Mnuchin Dismisses Report That U.S. Ignored Coronavirus Warnings: ‘No One Expected’ It

“I don’t think anybody should second guess the government actions," the treasury secretary said when asked about the report.

Treasury Secretary Steven Mnuchin said on Sunday that “no one expected” the coronavirus to spread as quickly as it did, in response to a question about a recent report stating that federal government officials ignored warnings from U.S. intelligence agencies about the virus as early as January.

“I’ve now been on the task force listening to the medical professionals for a long period of time,” Mnuchin said on Fox News Sunday when asked about Friday’s report in the Washington Post. “I said a few weeks ago I felt comfortable traveling on commercial airfare. I did. The situation has changed very quickly and the president has responded to that.”

According to the article, U.S. intelligence agencies issued classified warnings in January and February to members of Congress as well as the Trump administration about the potential global impact of the virus. It further warned that Chinese officials appeared to be minimizing the severity of the outbreak.

Treasury Secretary Steven Mnuchin on Sunday said "no one expected" the coronavirus to spread as quickly as it did. He also ou
Treasury Secretary Steven Mnuchin on Sunday said "no one expected" the coronavirus to spread as quickly as it did. He also outlined details of the Trump administration's proposed economic stimulus package.

Mnuchin, responding to the Post article, said he wanted to be careful when talking about “specific intelligence.” 

“I don’t think anybody should second guess the government actions. This has been moving very quickly and I think we have been responding appropriately,” he said.

Mnuchin, who said his focus is on the economic side of the outbreak, also outlined a proposed coronavirus relief package that he has been hammering out with congressional leaders of both parties in hopes of securing its passage on Monday. The package would support the economy for 10 to 12 weeks, he said.

The first proposal would provide small businesses with two weeks of cash flow to pay their workers, with the agreement that they will be retained. Should businesses agree, the loan will be forgiven, he said.

“That’s about half of our workforce,” Mnuchin said of the affected workers. “That will allow small businesses to keep people and make sure when we open the economy, they’re up and running.”

A second measure would provide direct deposits to Americans, with the average amount provided to a family of four being about $3,000.
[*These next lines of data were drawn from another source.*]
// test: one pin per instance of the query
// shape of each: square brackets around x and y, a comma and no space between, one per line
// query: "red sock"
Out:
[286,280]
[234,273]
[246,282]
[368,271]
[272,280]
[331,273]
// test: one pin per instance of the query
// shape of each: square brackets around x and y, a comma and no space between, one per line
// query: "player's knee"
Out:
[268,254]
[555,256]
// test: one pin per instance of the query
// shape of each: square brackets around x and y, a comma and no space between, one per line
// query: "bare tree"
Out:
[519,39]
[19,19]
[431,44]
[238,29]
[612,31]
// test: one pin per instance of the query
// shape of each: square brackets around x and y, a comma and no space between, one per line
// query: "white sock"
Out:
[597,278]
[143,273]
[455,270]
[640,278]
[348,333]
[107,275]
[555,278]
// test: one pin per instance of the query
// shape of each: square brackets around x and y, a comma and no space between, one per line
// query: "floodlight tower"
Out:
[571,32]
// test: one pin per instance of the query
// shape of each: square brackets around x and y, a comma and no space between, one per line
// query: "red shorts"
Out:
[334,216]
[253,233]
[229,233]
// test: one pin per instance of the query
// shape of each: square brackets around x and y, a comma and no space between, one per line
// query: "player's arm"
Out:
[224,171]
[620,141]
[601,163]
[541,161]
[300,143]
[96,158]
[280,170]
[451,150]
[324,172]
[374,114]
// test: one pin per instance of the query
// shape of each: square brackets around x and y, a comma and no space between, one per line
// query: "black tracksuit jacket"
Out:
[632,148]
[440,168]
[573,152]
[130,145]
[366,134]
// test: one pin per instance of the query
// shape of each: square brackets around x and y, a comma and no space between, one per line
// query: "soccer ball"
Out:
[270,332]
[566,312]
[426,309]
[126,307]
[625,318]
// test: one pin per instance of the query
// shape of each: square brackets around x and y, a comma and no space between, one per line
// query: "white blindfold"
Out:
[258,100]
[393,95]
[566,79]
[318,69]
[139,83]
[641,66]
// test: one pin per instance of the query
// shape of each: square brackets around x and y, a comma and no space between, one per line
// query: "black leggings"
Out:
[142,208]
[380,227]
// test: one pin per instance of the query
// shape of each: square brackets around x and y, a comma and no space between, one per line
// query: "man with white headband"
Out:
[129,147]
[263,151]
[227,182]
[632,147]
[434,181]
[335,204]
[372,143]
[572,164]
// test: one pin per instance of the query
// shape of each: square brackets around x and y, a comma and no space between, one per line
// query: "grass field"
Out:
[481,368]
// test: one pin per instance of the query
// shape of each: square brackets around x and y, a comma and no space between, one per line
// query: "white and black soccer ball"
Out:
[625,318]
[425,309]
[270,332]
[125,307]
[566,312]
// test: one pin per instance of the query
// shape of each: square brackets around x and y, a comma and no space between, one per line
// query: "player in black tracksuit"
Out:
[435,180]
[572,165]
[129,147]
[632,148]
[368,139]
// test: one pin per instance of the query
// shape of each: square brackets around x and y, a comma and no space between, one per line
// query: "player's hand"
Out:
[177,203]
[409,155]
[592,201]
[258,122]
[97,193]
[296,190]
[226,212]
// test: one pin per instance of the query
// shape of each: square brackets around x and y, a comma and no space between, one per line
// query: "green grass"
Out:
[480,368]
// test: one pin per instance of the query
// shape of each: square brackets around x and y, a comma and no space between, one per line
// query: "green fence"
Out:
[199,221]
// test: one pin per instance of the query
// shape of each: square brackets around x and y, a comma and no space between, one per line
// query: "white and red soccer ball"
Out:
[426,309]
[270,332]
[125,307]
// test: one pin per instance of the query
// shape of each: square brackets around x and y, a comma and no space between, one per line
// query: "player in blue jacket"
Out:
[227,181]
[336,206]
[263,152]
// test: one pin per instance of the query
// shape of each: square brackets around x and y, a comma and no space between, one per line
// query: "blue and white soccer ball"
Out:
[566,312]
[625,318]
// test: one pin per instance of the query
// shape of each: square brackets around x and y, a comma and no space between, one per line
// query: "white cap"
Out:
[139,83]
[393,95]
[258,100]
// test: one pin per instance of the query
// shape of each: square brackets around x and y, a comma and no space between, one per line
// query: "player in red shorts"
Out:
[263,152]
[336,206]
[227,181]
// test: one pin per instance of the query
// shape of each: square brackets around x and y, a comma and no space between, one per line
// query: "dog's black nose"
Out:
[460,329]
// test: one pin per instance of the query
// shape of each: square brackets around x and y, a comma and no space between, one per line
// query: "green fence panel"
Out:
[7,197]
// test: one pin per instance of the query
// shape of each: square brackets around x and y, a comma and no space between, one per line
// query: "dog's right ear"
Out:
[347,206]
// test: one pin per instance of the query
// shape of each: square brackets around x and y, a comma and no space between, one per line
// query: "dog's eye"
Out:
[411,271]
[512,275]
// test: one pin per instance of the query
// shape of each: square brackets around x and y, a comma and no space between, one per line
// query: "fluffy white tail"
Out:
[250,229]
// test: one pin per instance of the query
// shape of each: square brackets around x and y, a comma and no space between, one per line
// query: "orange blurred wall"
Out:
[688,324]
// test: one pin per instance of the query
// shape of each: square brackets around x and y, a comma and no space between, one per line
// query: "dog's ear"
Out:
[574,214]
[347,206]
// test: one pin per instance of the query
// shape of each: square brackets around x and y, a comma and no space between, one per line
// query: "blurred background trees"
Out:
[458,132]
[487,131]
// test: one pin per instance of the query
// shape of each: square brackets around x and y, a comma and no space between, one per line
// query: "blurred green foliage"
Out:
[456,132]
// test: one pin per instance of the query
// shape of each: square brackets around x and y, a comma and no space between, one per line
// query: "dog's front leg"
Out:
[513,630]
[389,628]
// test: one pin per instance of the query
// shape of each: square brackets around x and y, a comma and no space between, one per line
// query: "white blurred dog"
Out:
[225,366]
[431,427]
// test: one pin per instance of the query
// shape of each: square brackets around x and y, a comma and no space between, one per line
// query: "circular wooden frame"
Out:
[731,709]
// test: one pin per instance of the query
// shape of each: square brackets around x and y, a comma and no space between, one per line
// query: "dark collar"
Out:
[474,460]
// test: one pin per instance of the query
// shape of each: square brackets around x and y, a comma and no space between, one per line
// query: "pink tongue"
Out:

“This you can think of as a bridge for them to get through this,” he said.

There would also be enhanced unemployment insurance to those laid off and up to $4 trillion in liquidity to support the economy, as part of an agreement with the Federal Reserve, he said.

A final proposal would provide hospitals and medical professionals economic relief. Though an exact amount has yet to be determined, he acknowledged it is expected to be about $110 billion.

“I think we have a fundamental understanding and we look forward to wrapping it up today,” he said of his work with Senate Majority Leader Mitch McConnell (R-Ky.), Senate Minority Leader Chuck Schumer (D-N.Y.), House Speaker Nancy Pelosi (D-Calif.) and House Minority Leader Kevin McCarthy (R-Calif.).